Client exit delays caused by reverse name lookup

Bug #1527636 reported by Ralph Lange on 2015-12-18
8
This bug affects 1 person
Affects Status Importance Assigned to Milestone
EPICS Base
Low
mdavidsaver
3.14
Undecided
Unassigned
3.15
Undecided
Unassigned
3.16
Low
mdavidsaver

Bug Description

From benjamin.franksen _AT_ helmholtz-berlin.de:

We've been hit by a problem reported several times on tech-talk, last
time in 2013, with the final message that identifies it's cause here:

  http://www.aps.anl.gov/epics/tech-talk/2013/msg00836.php

Mistakenly relying on Google search (instead of search on tech-talk
directly) we only found a thread from 2011 with no resolution. So we
debugged this again (after Mark and David already did in 2013), arriving
at the same conclusion: ca_context_destroy leads to destruction of an
object of the class ipAddrToAsciiEnginePrivate, its destructor calling
this->thread.exitWait(). Depending on your OS type, configuration, and
version, this may hang until the call to gethostbyaddr finally times
out, if the host that serves your PV does not have a DNS entry.

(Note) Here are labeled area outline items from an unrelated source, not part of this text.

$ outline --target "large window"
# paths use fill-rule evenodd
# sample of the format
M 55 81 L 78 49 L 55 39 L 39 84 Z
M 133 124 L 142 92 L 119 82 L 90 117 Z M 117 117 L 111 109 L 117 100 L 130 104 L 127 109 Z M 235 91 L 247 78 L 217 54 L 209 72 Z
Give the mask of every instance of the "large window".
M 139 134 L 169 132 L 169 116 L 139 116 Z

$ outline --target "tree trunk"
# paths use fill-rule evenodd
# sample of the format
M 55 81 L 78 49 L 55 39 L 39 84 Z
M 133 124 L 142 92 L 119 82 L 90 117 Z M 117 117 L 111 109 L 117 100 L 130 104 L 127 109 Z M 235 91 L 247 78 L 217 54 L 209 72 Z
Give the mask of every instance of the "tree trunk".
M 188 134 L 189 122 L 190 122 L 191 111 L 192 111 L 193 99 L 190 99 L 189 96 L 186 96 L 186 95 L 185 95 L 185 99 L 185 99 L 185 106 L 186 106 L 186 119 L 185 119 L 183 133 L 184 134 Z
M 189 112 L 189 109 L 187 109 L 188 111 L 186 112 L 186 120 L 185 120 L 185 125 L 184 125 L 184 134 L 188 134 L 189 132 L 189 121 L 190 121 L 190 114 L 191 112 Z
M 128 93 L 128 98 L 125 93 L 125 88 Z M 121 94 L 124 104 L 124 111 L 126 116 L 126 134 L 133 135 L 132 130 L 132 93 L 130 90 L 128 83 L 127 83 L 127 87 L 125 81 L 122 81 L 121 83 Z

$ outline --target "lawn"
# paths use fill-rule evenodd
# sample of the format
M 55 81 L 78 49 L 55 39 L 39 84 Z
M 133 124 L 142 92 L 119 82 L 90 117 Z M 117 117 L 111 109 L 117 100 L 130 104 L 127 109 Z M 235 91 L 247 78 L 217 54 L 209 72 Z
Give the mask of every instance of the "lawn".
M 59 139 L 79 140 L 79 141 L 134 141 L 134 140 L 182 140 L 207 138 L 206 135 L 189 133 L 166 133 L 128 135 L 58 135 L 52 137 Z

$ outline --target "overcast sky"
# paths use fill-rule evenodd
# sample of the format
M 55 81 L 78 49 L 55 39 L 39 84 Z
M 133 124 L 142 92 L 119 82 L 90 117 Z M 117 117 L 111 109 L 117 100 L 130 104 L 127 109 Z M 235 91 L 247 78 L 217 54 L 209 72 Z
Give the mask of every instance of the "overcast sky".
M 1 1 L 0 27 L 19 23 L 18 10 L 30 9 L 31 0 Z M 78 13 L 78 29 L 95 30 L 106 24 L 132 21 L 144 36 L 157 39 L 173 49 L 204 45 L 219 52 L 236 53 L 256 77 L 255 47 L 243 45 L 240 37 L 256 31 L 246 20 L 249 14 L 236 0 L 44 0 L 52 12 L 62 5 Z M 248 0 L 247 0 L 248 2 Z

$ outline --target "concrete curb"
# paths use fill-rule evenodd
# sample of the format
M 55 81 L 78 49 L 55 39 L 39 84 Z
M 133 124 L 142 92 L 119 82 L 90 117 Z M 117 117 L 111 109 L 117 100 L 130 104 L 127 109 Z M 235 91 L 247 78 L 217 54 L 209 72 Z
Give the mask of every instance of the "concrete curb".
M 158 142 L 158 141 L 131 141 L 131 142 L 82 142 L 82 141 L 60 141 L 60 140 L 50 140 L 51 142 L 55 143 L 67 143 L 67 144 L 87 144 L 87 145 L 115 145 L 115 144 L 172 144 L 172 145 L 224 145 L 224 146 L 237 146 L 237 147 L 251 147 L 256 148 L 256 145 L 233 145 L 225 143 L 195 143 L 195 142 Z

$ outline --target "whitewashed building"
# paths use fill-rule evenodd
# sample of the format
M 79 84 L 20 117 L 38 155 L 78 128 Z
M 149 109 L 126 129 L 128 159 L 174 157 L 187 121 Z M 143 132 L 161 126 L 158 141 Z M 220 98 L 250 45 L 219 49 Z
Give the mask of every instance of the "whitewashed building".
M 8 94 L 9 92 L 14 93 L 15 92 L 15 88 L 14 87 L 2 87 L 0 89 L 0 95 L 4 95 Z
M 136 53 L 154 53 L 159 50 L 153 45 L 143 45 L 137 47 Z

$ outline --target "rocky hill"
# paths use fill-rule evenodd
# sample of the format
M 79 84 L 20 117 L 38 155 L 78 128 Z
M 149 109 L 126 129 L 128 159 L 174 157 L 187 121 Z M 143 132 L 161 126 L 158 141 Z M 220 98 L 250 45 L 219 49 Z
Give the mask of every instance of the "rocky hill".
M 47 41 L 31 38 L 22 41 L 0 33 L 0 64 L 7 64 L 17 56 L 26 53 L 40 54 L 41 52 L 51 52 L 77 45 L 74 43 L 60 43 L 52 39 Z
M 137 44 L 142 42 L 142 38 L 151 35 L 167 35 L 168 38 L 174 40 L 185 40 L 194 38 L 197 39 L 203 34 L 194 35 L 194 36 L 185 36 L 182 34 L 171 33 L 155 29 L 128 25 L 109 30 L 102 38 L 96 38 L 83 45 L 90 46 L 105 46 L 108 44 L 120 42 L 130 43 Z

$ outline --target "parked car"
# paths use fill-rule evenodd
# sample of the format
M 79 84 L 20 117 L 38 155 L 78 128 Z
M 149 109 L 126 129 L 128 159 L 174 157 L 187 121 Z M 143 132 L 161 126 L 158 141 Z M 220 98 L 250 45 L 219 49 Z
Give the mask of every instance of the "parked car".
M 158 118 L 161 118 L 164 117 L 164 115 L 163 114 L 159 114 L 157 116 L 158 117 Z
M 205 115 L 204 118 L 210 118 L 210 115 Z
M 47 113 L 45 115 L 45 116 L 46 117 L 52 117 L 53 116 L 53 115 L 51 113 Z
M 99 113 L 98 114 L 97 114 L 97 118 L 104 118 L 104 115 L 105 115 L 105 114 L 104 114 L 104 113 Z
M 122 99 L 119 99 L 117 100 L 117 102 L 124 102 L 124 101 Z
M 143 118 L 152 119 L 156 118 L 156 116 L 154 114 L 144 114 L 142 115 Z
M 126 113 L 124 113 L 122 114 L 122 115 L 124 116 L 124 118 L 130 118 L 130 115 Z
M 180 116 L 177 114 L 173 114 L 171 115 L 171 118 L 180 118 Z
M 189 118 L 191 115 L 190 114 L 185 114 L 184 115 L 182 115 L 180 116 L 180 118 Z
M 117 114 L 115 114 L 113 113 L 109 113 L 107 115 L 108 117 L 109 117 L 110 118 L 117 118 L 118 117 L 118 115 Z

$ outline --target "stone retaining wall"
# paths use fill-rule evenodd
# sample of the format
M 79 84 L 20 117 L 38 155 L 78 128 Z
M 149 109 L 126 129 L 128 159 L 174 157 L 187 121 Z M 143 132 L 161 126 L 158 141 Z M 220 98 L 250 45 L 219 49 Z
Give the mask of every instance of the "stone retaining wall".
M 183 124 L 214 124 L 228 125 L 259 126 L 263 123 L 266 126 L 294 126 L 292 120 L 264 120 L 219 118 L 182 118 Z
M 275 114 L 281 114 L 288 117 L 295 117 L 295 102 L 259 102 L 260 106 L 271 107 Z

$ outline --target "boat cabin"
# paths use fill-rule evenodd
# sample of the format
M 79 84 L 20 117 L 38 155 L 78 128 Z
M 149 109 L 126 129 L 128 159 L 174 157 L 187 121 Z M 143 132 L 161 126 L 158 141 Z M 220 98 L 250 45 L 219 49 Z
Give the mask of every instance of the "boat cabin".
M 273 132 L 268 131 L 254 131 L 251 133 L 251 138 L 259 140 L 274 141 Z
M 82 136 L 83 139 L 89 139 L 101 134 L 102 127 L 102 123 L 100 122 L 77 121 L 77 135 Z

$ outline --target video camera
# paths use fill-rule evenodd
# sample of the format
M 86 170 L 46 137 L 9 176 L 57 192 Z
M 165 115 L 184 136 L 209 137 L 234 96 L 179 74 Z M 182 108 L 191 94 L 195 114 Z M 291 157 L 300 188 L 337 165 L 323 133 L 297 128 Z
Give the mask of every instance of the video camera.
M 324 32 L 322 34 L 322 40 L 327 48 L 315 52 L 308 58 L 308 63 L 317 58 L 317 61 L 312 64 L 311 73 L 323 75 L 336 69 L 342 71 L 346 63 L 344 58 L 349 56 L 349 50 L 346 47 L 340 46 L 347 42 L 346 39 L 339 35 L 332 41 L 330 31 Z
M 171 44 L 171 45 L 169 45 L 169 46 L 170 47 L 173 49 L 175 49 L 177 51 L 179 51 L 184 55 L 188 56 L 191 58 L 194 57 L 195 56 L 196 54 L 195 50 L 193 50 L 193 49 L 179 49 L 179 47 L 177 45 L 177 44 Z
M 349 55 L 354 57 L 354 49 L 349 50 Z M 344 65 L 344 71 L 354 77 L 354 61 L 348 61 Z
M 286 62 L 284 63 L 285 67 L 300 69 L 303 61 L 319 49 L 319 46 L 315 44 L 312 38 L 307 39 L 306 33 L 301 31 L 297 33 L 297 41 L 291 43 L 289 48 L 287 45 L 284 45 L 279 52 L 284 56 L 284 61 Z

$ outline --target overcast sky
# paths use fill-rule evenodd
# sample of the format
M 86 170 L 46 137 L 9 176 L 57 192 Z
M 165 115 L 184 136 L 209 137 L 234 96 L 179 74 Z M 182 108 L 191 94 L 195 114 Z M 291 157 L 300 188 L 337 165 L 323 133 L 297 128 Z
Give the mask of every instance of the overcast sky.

I think we can agree that this is not how things should be. Whatever the
purpose of starting the reverse name resolution (in the background
thread) may be, there are certainly lots of CA client applications that
can live without this feature, as witnessed by caget working flawlessly
(terminating without any delays) when I comment out the call to
ca_context_destroy.

(There is, by the way, nothing in the docs suggesting that CA servers
must have a valid DNS name or else programs may hang indefinitely inside
ca_context_destroy.)

I can see three ways to move forward from here:

(1) Remove the call to ca_context_destroy from the CA utilities. I don't
like this very much: their source code should serve as demonstration of
good practice when programming a CA client and thus should include
proper cleanup of the client context.

(2) Apply more forceful OS-specific ways of getting rid of the name
resolution thread (even when it is blocked on a call to gethostbyaddr).
Doing this properly would mean to adding some sort of "thread killing"
method to the epicsThread class, something which has been proposed
before and rejected for various good reasons.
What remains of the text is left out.